2025/01/12 「死」に働きかける方 主イエス ヨハネによる福音書11:1~16 牧師 古屋 治雄


◇私たちの教会では昨年末から親しい方々を御許に送ってきた。私たちは共にいてくださる主が地上の歩みの中だけ共にいてくださるのではなく、死をも貫いて、召された本人もまた家族にも神様が働き続けてくださっていることを信じる者とされている。私たちの人生は、一日一日「死」に向かって生かされている者であるということが、厳粛な事実である。これは自分の力では整理のつかない難しい課題である。
◇ヨハネによる福音書の11章から12章11節までにマリア、マルタそしてラザロのきょうだいたちのことが伝えられている。ラザロが病に倒れ、二人の姉妹はヨルダン川の向こう岸にいた主イエスに人を遣って助けを求めた。私たち人間的な思いからすると、イエス様はすぐに駆けつけて、死なないように働いてくださる方ではないかと期待する。しかし、この場面で主イエスはラザロを死なないように癒やしの働きを注がれるのではなく、ラザロの死そのものに働きかけてくださる決意をしておられる。

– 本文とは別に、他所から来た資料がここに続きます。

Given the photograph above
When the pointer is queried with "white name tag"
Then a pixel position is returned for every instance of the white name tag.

◇主イエスはご自分の身に危険が及ぶことを承知で、ご自分の命が脅かされ殺意が渦巻く中に身を投じておられる。主イエスにとっては十字架に向かうことと同じであり、ご自身の命を捧げてくださることによって、私たち死すべき者がその死を迎えても「死で終わらない」者とされているのだ。私たちがイエス様に結ばれるときに、私たちが永遠の命の中に呼び起こされる。ラザロは、そのようなしるしとして、墓から出てくることができた。しかし、本当に大事なのは、ラザロの死というよりは、ベタニアで一緒に生活していた人々に神の子が私たちに甦りの希望をはっきりと宣言してくださって、地上の歩みを主と共に歩み抜くように、呼びかけられているということだ。死を恐れるのではなく、イエスキリストが私たちの死を死んでくださり、復活の希望に結んでくださっている、その希望を聞き取り、死の恐れから解き放たれて歩むことができるよう願う。